People use lockout tagout on energized equipment which has more than one power source. The system involves physically locking the equipment's power sources so that they cannot be activated, and tagging the locks to indicate that lockout tagout has taken place. As long as equipment is locked and tagged, it should be safe to perform repairs and maintenance, because there will be no chance that the equipment will be accidentally energized. Using this system drastically decreases the risk of injury everywhere from the factory floor to the physics lab.
A good lackout tagout program has several components. The first is training for all authorized and affected employees. Authorized employees are people who can perform a lockout tagout, such as the people who maintain the printing presses at a newspaper.

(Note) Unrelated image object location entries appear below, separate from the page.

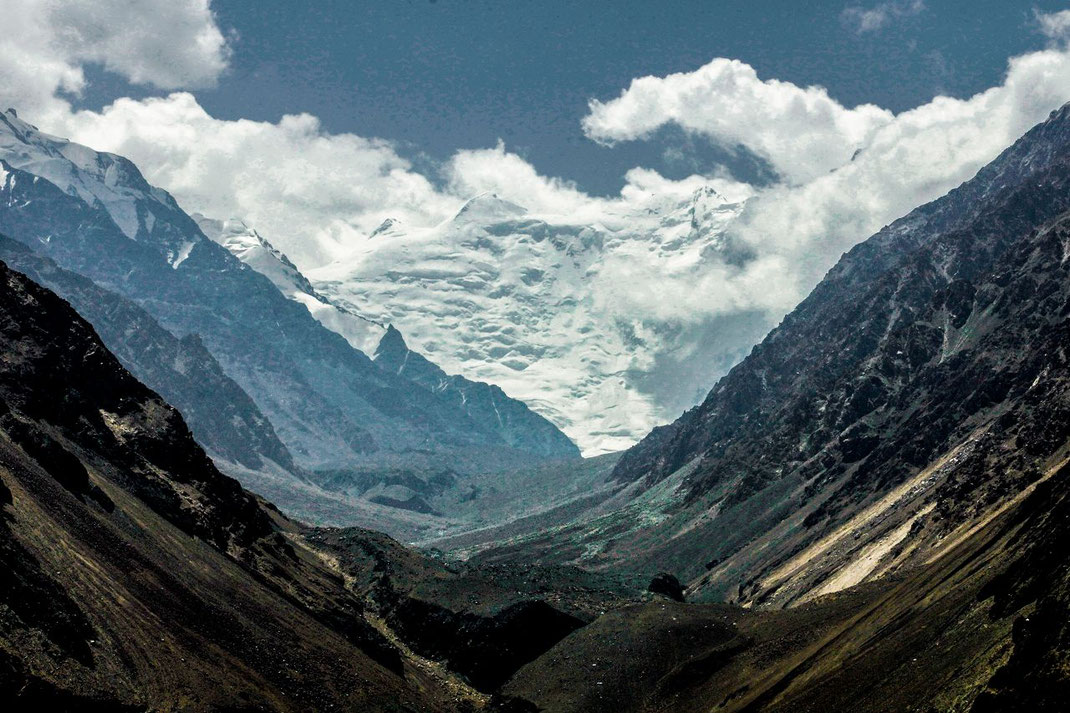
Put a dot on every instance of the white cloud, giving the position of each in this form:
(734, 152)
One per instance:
(795, 231)
(846, 171)
(310, 192)
(870, 19)
(1054, 26)
(801, 132)
(45, 45)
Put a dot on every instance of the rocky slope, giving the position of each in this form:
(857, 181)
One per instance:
(980, 628)
(224, 419)
(918, 389)
(489, 408)
(139, 577)
(94, 214)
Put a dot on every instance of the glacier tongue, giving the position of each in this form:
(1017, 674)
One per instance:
(525, 302)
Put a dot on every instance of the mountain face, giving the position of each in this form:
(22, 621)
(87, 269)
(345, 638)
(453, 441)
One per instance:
(224, 420)
(137, 576)
(918, 390)
(483, 403)
(535, 304)
(488, 407)
(329, 404)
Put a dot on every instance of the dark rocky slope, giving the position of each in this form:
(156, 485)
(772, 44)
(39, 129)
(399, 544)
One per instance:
(137, 576)
(919, 388)
(94, 214)
(982, 628)
(485, 404)
(222, 416)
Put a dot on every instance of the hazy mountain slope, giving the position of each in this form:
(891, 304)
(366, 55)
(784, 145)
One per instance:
(489, 408)
(94, 214)
(136, 574)
(536, 305)
(224, 420)
(914, 392)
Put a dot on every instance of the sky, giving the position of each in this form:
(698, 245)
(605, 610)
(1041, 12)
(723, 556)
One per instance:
(461, 74)
(314, 122)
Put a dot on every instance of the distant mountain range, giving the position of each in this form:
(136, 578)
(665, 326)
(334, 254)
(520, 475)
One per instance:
(526, 302)
(240, 324)
(914, 394)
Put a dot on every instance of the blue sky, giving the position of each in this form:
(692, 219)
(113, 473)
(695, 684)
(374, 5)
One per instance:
(460, 74)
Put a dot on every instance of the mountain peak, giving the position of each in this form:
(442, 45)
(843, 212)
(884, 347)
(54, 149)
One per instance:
(488, 207)
(392, 343)
(385, 226)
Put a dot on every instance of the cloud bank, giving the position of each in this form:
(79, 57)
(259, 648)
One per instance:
(845, 171)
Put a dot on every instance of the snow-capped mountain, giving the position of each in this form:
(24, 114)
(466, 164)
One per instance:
(532, 303)
(486, 405)
(95, 215)
(248, 246)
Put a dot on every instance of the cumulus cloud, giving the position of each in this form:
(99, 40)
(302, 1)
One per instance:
(311, 192)
(870, 19)
(46, 44)
(845, 170)
(800, 131)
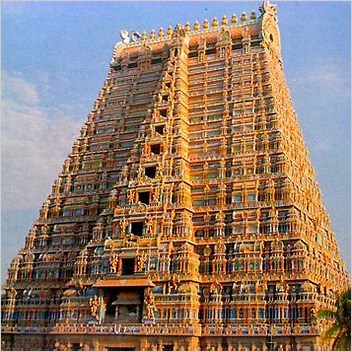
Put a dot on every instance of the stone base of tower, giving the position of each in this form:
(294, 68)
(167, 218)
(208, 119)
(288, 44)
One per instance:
(162, 342)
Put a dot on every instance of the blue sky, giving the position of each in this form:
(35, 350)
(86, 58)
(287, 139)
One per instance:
(55, 56)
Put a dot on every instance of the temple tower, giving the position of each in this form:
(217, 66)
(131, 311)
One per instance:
(187, 216)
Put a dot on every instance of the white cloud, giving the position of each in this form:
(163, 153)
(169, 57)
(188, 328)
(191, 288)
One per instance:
(35, 142)
(328, 78)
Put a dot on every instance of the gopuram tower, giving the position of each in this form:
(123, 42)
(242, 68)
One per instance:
(187, 216)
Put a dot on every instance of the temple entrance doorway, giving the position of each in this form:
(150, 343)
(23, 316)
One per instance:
(123, 305)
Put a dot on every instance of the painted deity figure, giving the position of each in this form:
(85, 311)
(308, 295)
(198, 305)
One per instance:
(94, 305)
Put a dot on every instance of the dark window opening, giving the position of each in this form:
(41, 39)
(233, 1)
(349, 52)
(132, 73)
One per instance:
(150, 171)
(163, 113)
(155, 149)
(127, 266)
(210, 51)
(144, 197)
(159, 129)
(137, 228)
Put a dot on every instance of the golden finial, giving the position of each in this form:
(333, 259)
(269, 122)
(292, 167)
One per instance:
(253, 16)
(243, 17)
(187, 27)
(152, 34)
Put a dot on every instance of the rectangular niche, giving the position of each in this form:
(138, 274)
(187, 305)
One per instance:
(150, 171)
(137, 228)
(155, 148)
(144, 197)
(127, 266)
(160, 129)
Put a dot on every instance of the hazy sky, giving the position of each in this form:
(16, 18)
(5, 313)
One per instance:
(55, 57)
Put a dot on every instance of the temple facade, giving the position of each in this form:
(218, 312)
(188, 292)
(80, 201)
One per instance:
(187, 216)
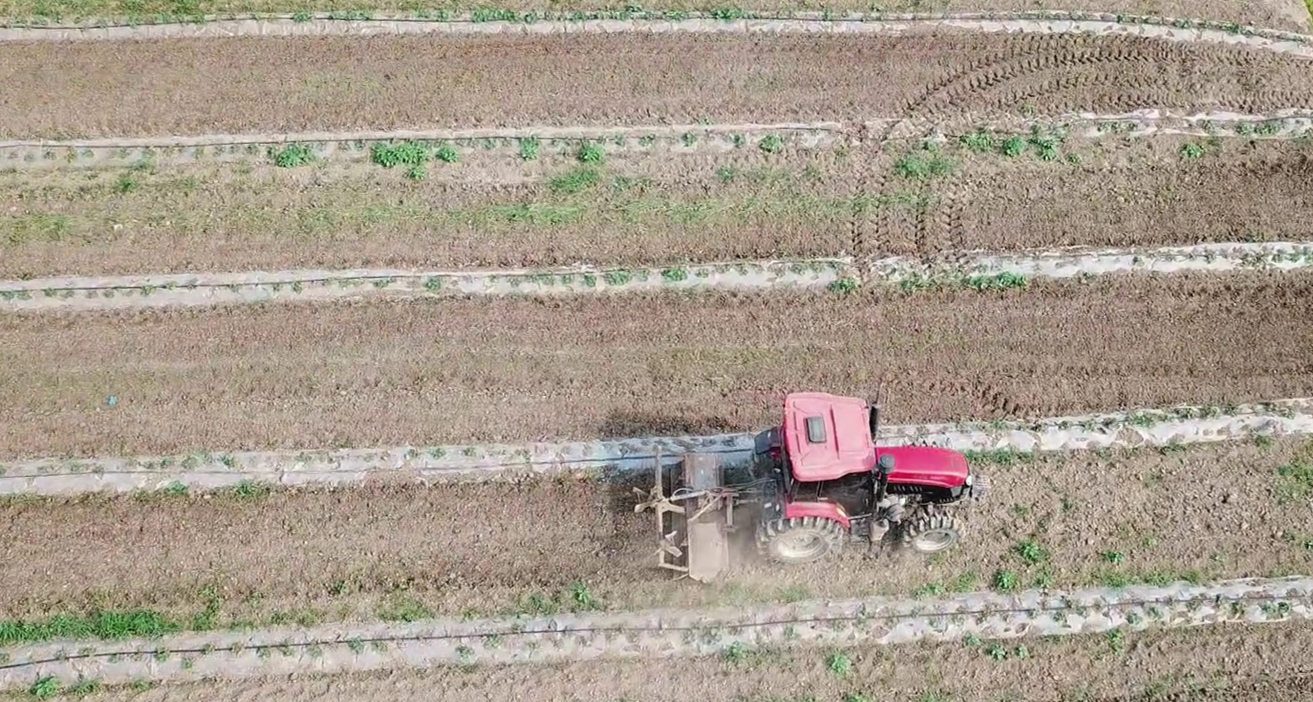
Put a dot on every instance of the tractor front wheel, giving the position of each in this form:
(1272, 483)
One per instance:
(800, 539)
(930, 533)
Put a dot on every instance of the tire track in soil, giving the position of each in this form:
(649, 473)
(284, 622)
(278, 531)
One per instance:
(917, 84)
(284, 370)
(682, 634)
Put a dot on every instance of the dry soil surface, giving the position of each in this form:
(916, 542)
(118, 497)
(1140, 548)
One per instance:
(268, 84)
(653, 209)
(1216, 663)
(486, 211)
(451, 371)
(1207, 512)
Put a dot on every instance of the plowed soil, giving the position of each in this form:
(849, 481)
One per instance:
(1200, 513)
(294, 84)
(424, 371)
(654, 209)
(1116, 193)
(1212, 663)
(657, 210)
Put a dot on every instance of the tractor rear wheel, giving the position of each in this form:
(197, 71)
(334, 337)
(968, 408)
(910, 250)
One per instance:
(930, 533)
(800, 539)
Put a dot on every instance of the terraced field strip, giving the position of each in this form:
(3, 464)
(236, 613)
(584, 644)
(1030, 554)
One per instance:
(695, 138)
(810, 22)
(1200, 664)
(134, 291)
(330, 84)
(1169, 427)
(521, 369)
(965, 269)
(663, 634)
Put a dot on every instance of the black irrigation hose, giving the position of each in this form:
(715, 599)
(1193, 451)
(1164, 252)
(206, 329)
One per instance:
(621, 629)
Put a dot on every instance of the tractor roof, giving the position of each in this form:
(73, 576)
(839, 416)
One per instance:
(826, 436)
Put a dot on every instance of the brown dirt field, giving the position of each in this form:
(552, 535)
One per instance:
(1204, 512)
(1237, 664)
(294, 84)
(654, 209)
(433, 371)
(1123, 193)
(657, 210)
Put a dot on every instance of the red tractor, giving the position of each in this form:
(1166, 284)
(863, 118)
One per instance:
(818, 480)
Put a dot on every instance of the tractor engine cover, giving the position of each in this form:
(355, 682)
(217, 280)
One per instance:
(926, 470)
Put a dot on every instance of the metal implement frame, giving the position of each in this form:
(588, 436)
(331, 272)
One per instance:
(707, 512)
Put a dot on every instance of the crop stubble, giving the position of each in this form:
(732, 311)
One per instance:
(651, 209)
(658, 210)
(1207, 512)
(1209, 664)
(71, 89)
(422, 371)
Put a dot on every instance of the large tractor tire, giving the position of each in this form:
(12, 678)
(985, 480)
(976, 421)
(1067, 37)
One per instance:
(930, 533)
(800, 539)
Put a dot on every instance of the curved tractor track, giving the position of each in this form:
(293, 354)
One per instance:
(512, 82)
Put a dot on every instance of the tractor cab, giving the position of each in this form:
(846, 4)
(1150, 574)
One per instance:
(822, 437)
(826, 438)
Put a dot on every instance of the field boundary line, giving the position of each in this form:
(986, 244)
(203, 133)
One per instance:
(880, 621)
(504, 142)
(972, 269)
(1175, 425)
(721, 21)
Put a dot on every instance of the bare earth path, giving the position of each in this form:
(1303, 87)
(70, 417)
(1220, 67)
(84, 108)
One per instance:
(1203, 512)
(197, 87)
(1216, 663)
(423, 373)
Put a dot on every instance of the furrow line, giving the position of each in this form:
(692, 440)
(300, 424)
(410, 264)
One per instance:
(658, 22)
(663, 633)
(722, 138)
(963, 269)
(1166, 427)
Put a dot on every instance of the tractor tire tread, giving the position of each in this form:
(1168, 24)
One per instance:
(833, 532)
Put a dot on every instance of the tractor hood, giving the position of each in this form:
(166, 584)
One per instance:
(927, 466)
(826, 436)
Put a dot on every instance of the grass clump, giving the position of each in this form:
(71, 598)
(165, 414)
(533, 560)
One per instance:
(771, 143)
(1031, 553)
(1295, 480)
(1012, 146)
(100, 625)
(126, 183)
(980, 142)
(575, 181)
(293, 155)
(1006, 581)
(251, 490)
(529, 147)
(399, 154)
(843, 286)
(401, 606)
(923, 164)
(45, 688)
(591, 152)
(839, 663)
(447, 154)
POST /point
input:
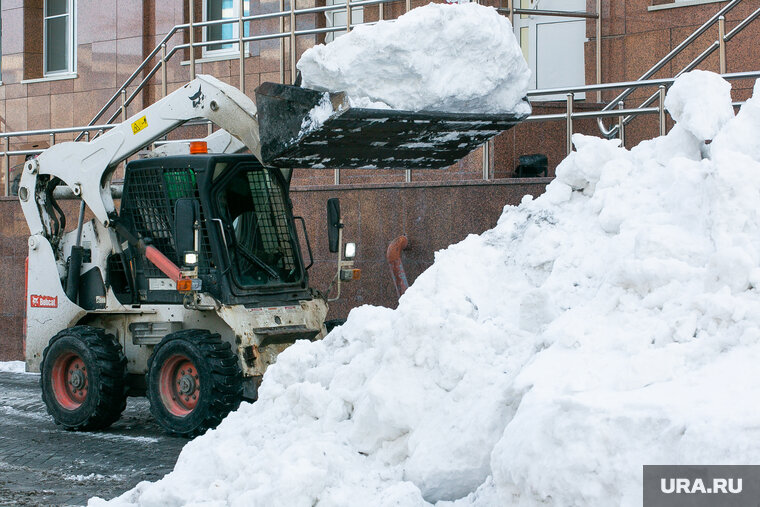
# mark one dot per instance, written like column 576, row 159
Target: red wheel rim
column 179, row 385
column 70, row 381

Affected employees are people who need to be aware of the procedures because their jobs or work could be impacted. Written procedures describing the lockout tagout process, identifying all sources of energy and moving parts on equipment, and identifying authorized employees are also important, as are regular inspections to confirm that employees are complying.
In a lockout tagout, the authorized employee first locks all energy sources so that they cannot be activated, along with moving parts which could cause injury. Then, he or she tags all of the locks with a tag containing identifying information and a warning that the tags and locks can only be removed by the authorized employee who installed them. Once the work on the equipment is finished, the authorized employee confirms that the area is clear, removes the tags and locks, and restarts the machine.
Lockout and tagout devices are available from many companies which carry occupational safety equipment. Companies may also generate their own tagout devices, such as badges with photographs of authorized employees which make them easy to identify. The tags are not reusable, ensuring that there is no confusion when a piece of equipment is tagged out, and the lockout devices must confirm with certain legal requirements which are designed to ensure that they can only be removed by the authorized employee, and they cannot be accidentally breached.